Frankly, the writers for Odin/Thor of late have shown me they are LAZY. They clearly aren't fans of Thor. They are a new generation of writers, eager to prove themselves with a bunch of drivvel but are completely showing me they do not ground their work in research of the subject material that's been out there already for decades now. They have a new idea and they ran with it irrespective of how Thor has been handled in the past. So it's not surprising that old-school Thor fans are disgusted and leaving the comic book in droves like I'm hearing and seeing. The recent treatment is at best, proof of a total lack of care for the work that has been done on Thor in the past.

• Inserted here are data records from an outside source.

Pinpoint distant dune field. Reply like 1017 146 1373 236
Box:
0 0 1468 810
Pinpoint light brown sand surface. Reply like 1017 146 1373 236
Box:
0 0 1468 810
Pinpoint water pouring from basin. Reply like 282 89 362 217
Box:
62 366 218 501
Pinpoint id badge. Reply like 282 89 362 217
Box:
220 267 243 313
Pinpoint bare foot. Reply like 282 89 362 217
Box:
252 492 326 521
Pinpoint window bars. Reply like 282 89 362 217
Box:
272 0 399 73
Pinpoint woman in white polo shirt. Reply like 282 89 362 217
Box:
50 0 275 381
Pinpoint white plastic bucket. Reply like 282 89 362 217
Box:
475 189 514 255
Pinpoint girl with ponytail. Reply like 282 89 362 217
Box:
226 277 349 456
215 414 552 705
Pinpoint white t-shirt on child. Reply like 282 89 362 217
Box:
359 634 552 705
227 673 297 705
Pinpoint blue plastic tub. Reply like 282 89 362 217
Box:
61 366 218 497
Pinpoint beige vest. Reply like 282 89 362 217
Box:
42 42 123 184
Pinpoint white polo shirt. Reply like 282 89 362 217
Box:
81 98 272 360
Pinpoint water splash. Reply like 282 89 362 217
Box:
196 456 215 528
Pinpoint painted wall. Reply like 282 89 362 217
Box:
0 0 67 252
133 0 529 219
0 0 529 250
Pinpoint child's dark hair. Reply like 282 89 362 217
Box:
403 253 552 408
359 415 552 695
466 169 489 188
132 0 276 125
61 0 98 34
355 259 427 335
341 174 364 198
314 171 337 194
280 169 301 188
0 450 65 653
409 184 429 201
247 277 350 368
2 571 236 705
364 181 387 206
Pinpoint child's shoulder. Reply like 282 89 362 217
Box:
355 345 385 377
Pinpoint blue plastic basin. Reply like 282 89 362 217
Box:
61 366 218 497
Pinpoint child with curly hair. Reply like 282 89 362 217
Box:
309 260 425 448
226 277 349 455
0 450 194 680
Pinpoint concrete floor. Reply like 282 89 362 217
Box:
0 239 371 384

Odin's treatment is a significant proof of this. He has been depicted lately as something totally atypical for what we saw out of Odin for so many years. He's utterly flawed and a total lack of respect for the sacrifices he gave to become all-wise is reflected in the way he's portrayed. It's as if modern writers simply do not understand that Odin is All-Wise for a reason, because he sacrificed himself and an eye to gain all that knowledge and understanding. Which is why I feel so strongly that modern writers simply haven't done their homework on Thor and Odin and well, Asgard in general. They have it all wrong precisely because they don't know their source material. Genuine authors of books have screeners who know the past and will tell a writer "sorry, that's not in line with what we know of the past, re-write it." Nowadays, the past means nothing. Writers are lazy because they're allowed to be lazy, and whatever idea they have, as long as it sells, they'll print it... and bedamned what we the fans know of the past.

I do not think traditionally Odin has been quite as infalliable as you make him out to be. He at times was pompous, arrogant, short-tempered, and impulsive. It was often his way or the highway. Many of his grand plans relied sometimes more on dumb luck then anything else.

However, for the most part I agree with you. He usually was the all-wise ruler you make him out to be. When his personality flaws did get in the way he usually realized it or when someone called him out on it regretted his actions and tried to make amends. He would even admit it. His plans were often huge gambled and could blow up in his face like the "lost gods" saga, but usually were the best if not only option.

Fraction's Odin does come across as a lot more unlikable. His personality flaws were exaggerated without virtues to balance them out.